If you want to shield your portfolio against the risk of a tumbling rupee, there are essentially three ways to do this.
‘Buy export-oriented companies’ — may be the first suggestion that crops up. But looking through the actual performance of exporting companies over the past five years shows that randomly buying exporters’ stocks and expecting them to gain from a weakening rupee would be futile.
Sure, combined profits of the listed software companies rose by some 30 per cent between March and December 2011, as the rupee depreciated 16 per cent.
But the same companies reported a 3 per cent profit drop in the June 2012 quarter though the rupee weakened by 8.6 per cent to a dollar.
Pharma companies as a class have proved an uncertain hedge against a sliding rupee too.
Their aggregate profits actually fell both during the 2011 and 2012 episodes of rupee depreciation.

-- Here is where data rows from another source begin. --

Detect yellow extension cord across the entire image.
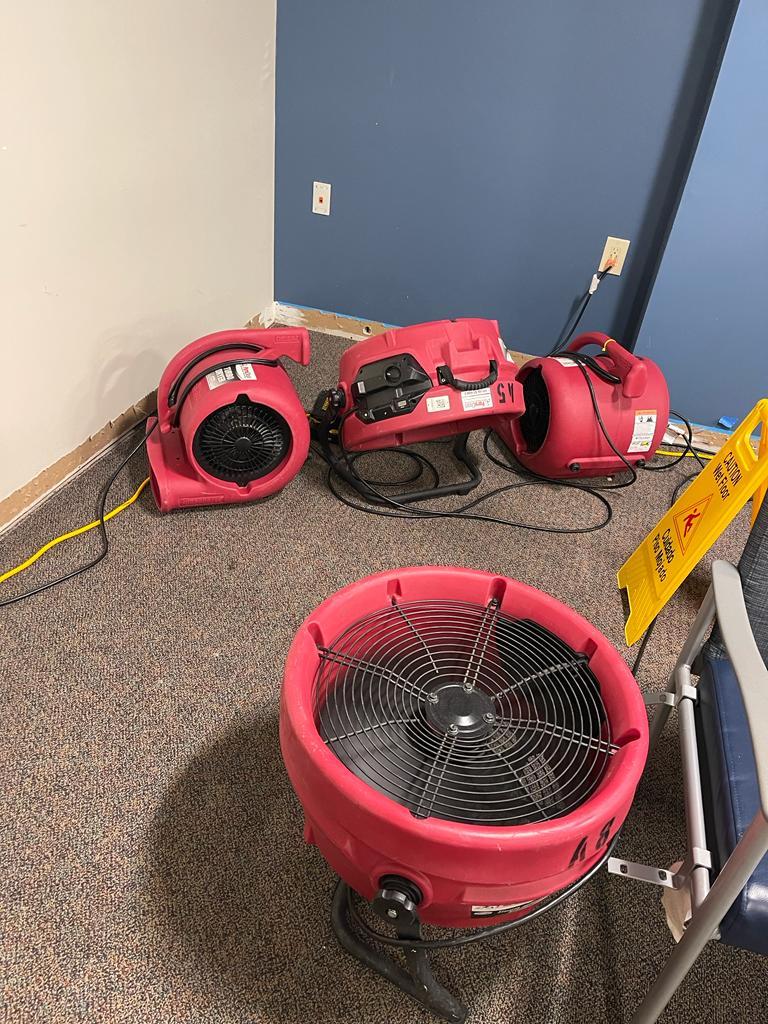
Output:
[0,476,150,583]
[655,449,715,462]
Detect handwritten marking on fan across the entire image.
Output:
[617,398,768,645]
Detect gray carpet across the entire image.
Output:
[0,336,768,1024]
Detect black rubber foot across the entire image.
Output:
[331,881,467,1024]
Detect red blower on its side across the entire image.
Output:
[146,328,309,512]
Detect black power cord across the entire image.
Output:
[348,829,621,949]
[0,416,158,608]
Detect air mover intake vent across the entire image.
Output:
[314,599,617,825]
[194,395,291,485]
[520,367,550,453]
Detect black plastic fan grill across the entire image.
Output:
[193,395,291,485]
[314,599,617,825]
[519,367,550,454]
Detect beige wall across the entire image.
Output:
[0,0,275,499]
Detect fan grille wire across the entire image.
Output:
[194,397,291,484]
[313,598,617,825]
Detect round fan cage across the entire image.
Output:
[313,598,617,825]
[519,367,550,454]
[193,395,291,486]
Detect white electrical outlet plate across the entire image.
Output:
[312,181,331,217]
[598,236,630,278]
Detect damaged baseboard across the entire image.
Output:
[0,391,157,534]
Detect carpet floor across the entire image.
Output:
[0,335,768,1024]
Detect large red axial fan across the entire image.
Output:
[281,567,648,1020]
[146,328,309,512]
[494,332,670,478]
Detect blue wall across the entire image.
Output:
[637,0,768,423]
[275,0,732,352]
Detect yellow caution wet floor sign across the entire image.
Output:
[617,398,768,644]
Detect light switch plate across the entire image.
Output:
[312,181,331,217]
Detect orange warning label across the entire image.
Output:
[617,398,768,644]
[674,495,712,554]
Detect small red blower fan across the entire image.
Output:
[146,328,309,512]
[495,332,670,478]
[280,567,648,1021]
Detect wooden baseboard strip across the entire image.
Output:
[0,391,157,535]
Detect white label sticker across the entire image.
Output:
[427,394,451,413]
[234,362,256,381]
[462,387,494,413]
[206,367,234,391]
[627,409,656,455]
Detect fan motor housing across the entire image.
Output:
[146,328,309,512]
[280,566,648,928]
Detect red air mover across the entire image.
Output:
[495,332,670,478]
[339,319,522,452]
[146,328,309,512]
[312,319,522,505]
[281,567,648,1020]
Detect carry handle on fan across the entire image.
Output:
[158,327,309,432]
[563,331,648,398]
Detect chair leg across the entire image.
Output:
[631,812,768,1024]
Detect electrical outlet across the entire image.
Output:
[597,236,630,278]
[312,181,331,217]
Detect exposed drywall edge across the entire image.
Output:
[0,391,157,535]
[0,302,532,536]
[249,302,396,341]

With the risk of client defaults, pricing pressure and derivative losses, smaller export oriented companies from textiles and gems and jewellery have proved even more risky when global markets are shaky.
They have limited scale and bargaining power relative to the global giants they supply to.
The problem with expecting exporters to shield your portfolio from a sliding rupee is that, episodes of rupee weakness usually coincide with turmoil in global markets.
In such cases, a lower exchange rate may help realisations of exporters, but this is often overshadowed by shaky prospects for their core business, in the form of fewer deal wins, pricing pressures or clients going bust. Exporters who have foreign currency borrowings may find gains on realisations offset by bloated debt obligations.
On a stock specific basis, a few leading companies that have benefited from rupee weakness in the past are pharma names such as Sun Pharma, Ipca Labs, Cipla and IT companies such as HCL Technologies.
Select global funds
For those who are unable to make such tricky stock-specific choices, equity funds that invest in stocks listed overseas make a good rupee diversifier.
These global funds, as a category, have fared much better than funds investing in Indian stocks during phases of rupee depreciation.
In the market crash of 2008, even as the CNX 500 fell by 57 per cent and domestic equity funds crashed by 55 per cent on an average, international funds contained losses at 41 per cent. That may not sound impressive, but must be seen in the light of the global meltdown in equities.
Between June and December 2011, another period of sharp rupee depreciation, global funds got away with a 3 per cent loss, while Indian markets lost 20 per cent and the average equity fund 18 per cent.
However, when it comes to diversifying your risk, you need to be selective about global funds too.
Funds focussed on themes such as emerging markets and commodities have tended to give way quite easily during global crises, proving an uncertain hedge against a sliding rupee.
It is funds playing on US markets (Motilal Oswal Nasdaq ETF) or asset classes such as real-estate that have weathered the turmoil much better.
However, one investment that has consistently proved its mettle as a hedge against rupee weakness is gold exchange traded funds.
With gold holding up very well during periods of global turmoil and a strong dollar adding to these returns, holders of gold exchange traded funds have had a whale of a time whenever the rupee has slipped over the last five years.
Based on your preferences therefore, you can mix and match stocks, global funds and gold ETFs to make up your anti-rupee portfolio.
Remember that this is only a diversifier. Allocate 10-15 per cent of your long-term portfolio to investments that can keep you safe from a sliding rupee.